….
So here's another honest question: Since flat bars are kosher, what's to stop me from calling this SL a gravel bike? Geometry?
nothing of course ! but i’d say the manufacturer’s intent (which does telegraph in lots of small decisions about the bike, as well as bigger ones like geometry) matters. the vado SL (and non-electric cousin sirrus, which we have a nice example of) is marketed as a fitness bike, or hybrid, depending on what time you look at the marketing lol. i think that’s a good category for it, it does many things pretty well and is of the most benefit to riders interested in fitness, varied surfaces (hybrid), and not racing.
i think the categories are pretty clear, even if some bikes meet criteria of multiples categories. road bikes (endurance or race) are made for going fast and far on paved surfaces. gravel bikes are made for going fast and far on unpaved roads. the various types of mountain bikes are for riding off road, on steep surfaces (aka mountains.)
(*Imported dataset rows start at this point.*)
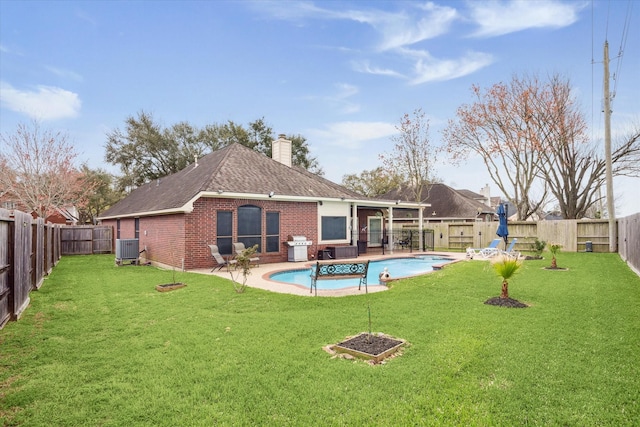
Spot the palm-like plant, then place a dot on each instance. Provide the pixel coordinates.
(554, 248)
(244, 264)
(506, 267)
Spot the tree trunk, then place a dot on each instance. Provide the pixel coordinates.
(505, 290)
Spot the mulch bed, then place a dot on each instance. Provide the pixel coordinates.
(169, 287)
(373, 348)
(506, 302)
(370, 344)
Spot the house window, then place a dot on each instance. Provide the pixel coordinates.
(224, 231)
(250, 226)
(273, 232)
(334, 227)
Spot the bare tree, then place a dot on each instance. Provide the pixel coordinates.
(500, 127)
(39, 172)
(413, 156)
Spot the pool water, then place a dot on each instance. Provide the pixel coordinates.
(397, 268)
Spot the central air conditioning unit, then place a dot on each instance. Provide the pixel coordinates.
(127, 250)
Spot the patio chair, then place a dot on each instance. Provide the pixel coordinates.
(215, 253)
(239, 248)
(509, 252)
(488, 252)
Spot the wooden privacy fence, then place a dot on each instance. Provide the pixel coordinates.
(629, 241)
(28, 251)
(86, 239)
(573, 235)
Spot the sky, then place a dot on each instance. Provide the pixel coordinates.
(339, 73)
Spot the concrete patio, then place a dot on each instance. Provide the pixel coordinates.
(259, 277)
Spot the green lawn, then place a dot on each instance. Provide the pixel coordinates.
(100, 346)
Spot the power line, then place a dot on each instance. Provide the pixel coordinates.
(623, 42)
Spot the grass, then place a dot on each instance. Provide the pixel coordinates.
(99, 346)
as jeremy had stated elsewhere, there is absolutely nothing wrong with a bike that is pretty good at multiple things. i personally prefer focusing on one thing, which is going as far and fast as i can on the many beautiful roads within riding distance of my front door, so i like road bikes and find no benefit whatsoever to things like suspension, upright riding position, tons of bosses, dropper posts, 1x drivetrains, huge tires or knobby tires and so on. but those things are awesome for other situations!
if one wanted to get pedantic, there’s probably a scoring rubric for “what kind of bike is this” in which enough of a certain number criteria from a category or attribute qualify it as a certain kind of bike. they have this for diseases, of which being addicted to bicycles may be one!